Beste DM-Bilanz seit 24 Jahren

Bereits zum vierten Mal fanden die Deutschen Mehrkampfmeisterschaften des Turnerbundes in Einbeck/Niedersachsen statt. Für Einbeck sprechen die zentrale Lage und die dicht beieinander liegenden Sportstätten. Durch die vielen in den vergangenen Jahren gesammelten Erfahrungen konnte der Ausrichter die Veranstaltung trotz der hohen Teilnehmerzahlen reibungslos abwickeln. Auch für das leibliche Wohl war bestens gesorgt.

Vom TV Niederbrechen hatten sich trotz der erhöhten Normen vier Athletinnen qualifiziert. Bereits zum fünften Mal nominiert: Chiara Stillger, die sich mittlerweile in der deutschen Spitze ihrer Altersklasse etabliert hat.

Am Samstag begann sie das Meisterschaftswochenende mit dem Fünfkampf. Hier sammelte sie 44,971 Punkte und schrammte nur hauchdünn an ihrem eigenen Rekord vorbei. Diesen hätte sie auch übertroffen, wäre ihr nicht bei der Auswertung des 100m-Sprints versehentlich die falsche Zeit zugeordnet worden. So bekam sie 5 hundertstel Sekunden zu viel angerechnet (15,01 Sek.). Im Weitsprung verfehlte sie den Balken und musste sich mit 4,12 m begnügen. Überzeugend waren wieder ihre Wurfergebnisse. Im Kugelstoßen verbesserte sie ihre persönliche Bestmarke auf 8,86 m. Auch beim Schleuderballwerfen hinterließ sie auf dem nassen, rutschigen Rasen des Nebenplatzes einen sichereren Eindruck. Hier standen für sie 34,46 m zu Buche. Über 1000m lief sie ein vielversprechendes Rennen, bei dem ihr leider am Ende etwas die Kräfte ausgingen. So verfehlte sie ihre Bestzeit nur um knapp zwei Sekunden. Die Belohnung des anstrengenden Tages war am Ende Rang acht in der Klasse W18-19.

Am Sonntag überraschte Chiara im Schleuderballwerfen mit der zweiten persönlichen Bestweite. Mit 38,94 m erkämpfte sie sich einen unerwarteten vierten Platz, ihr bisher bestes Resultat bei einer Deutschen Meisterschaft. Trotz konstanter Würfe über 37m hinaus, wollte aber die 40m-Marke einfach nicht fallen.

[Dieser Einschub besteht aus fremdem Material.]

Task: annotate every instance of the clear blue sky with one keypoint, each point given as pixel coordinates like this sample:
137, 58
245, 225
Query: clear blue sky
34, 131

Im abschließenden Steinstoßen steigerte sich die TV-Athletin nach 8,64 m zum Auftakt von Versuch zu Versuch und wuchtete schließlich das 5kg – schwere Gerät auf die neue Vereinsrekordweite von 9,04 m! Als Fünfte ließ sie damit weitaus stärker eingeschätzte Athletinnen hinter sich. Mit dieser tollen Bilanz beendete Chiara ihre bisher erfolgreichste DM.

Marie Schönsiegel, die amtierende Landesmeisterin im Schleuderballwerfen der W14-15, hatte am meisten mit ihrer eigenen Nervosität zu kämpfen. Dann kamen leider noch technische Fehler dazu. Aber auch wenn sie ihre Rekordweite von den Hessenmeisterschaften nicht ganz erreichte, so überzeugte sie doch mit 34,35 m. Damit qualifizierte sie sich erstmals für das Finale einer DM. Hier belegte Marie in der Endabrechnung einen tollen fünften Rang.

Fatima Kargbo (W16-17) war durch eine Erkältung gehandicapt und blieb im Steinstoßen mit 6,98 m hinter ihrem Leistungsvermögen zurück (Rang 13). Ihre Weite von den Landes-meisterschaften (7,61m) hätten für den Endkampf der besten Acht gereicht. Im äußerst stark besetzten Schleuderballwettbewerb lief es besser. Hier übertraf sie mit ausgezeichneten 40,41 m erstmals die 40m-Marke. Das reichte allerding „nur“ für Rang zehn.

In der gleichen Klasse verpasste Daria Stich im Steinstoßen mit 6,89 m nur knapp ihre Bestweite und beendete das Klassement als 14. Im Schleuderballwerfen blieb die DM-Achte des Vorjahres mit 34,42 m und Platz 12 leider etwas unter ihren Möglichkeiten.

Mit insgesamt fünf Top–Ten – Platzierungen übertrafen unsere Leichtathletinnen jedoch deutlich die Erwartungen. Seit mehr als 20 Jahren gab es nicht mehr so eine erfolgreiche Bilanz zu verzeichnen!